Caesar potato salad
6 Servings
Ingredients
Quantity | Ingredient | |
---|---|---|
1½ | tablespoon | Extra-virgin olive oil |
2 | Garlic clove, minced | |
2 | slices | French Bread |
1½ | pounds | Small red potatoes |
3 | tablespoons | Dry vermouth |
2 | tablespoons | Balsamic vinegar |
1 | tablespoon | Lemon juice |
2 | teaspoons | Dijon Mustard |
2 | teaspoons | Anchovy paste |
¼ | teaspoon | Salt |
⅛ | teaspoon | Pepper |
¼ | cup | Chopped green onions |
3 | tablespoons | Finely chopped fresh flat-leaf parsley |
Romaine lettuce leaves, optional | ||
¼ | cup | Grated fresh Parmesan cheese |
Directions
Combine oil and garlic; let stand 30 minutes.
Preheat oven to 350F°. Brush 1½ tsp oil mixture over bread; cut into cubes. Place bread cubes in a single layer on a jelly roll pan. Bake at 350° for 9 minutes or until toasted.
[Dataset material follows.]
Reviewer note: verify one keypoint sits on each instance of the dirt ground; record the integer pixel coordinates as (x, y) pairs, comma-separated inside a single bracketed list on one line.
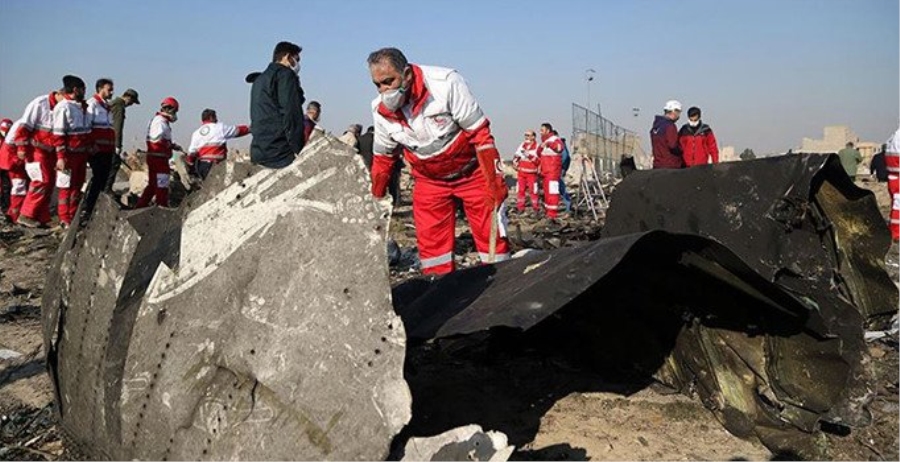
[(565, 415)]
Steam potatoes, covered, 18 minutes or until tender. Let cool; cut into ¼-inch thick slices. Combine potato slices and vermouth; toss gently to coat.
Combine remaining oil mixture, vinegar and next 7 ingredients (vinegar through parsley) in a bowl. Pour dressing over potatoes; toss gently to coat. Cover and chill. Serve in a lettuce-lined bowl, if desired. Sprinkle with cheese and croutons.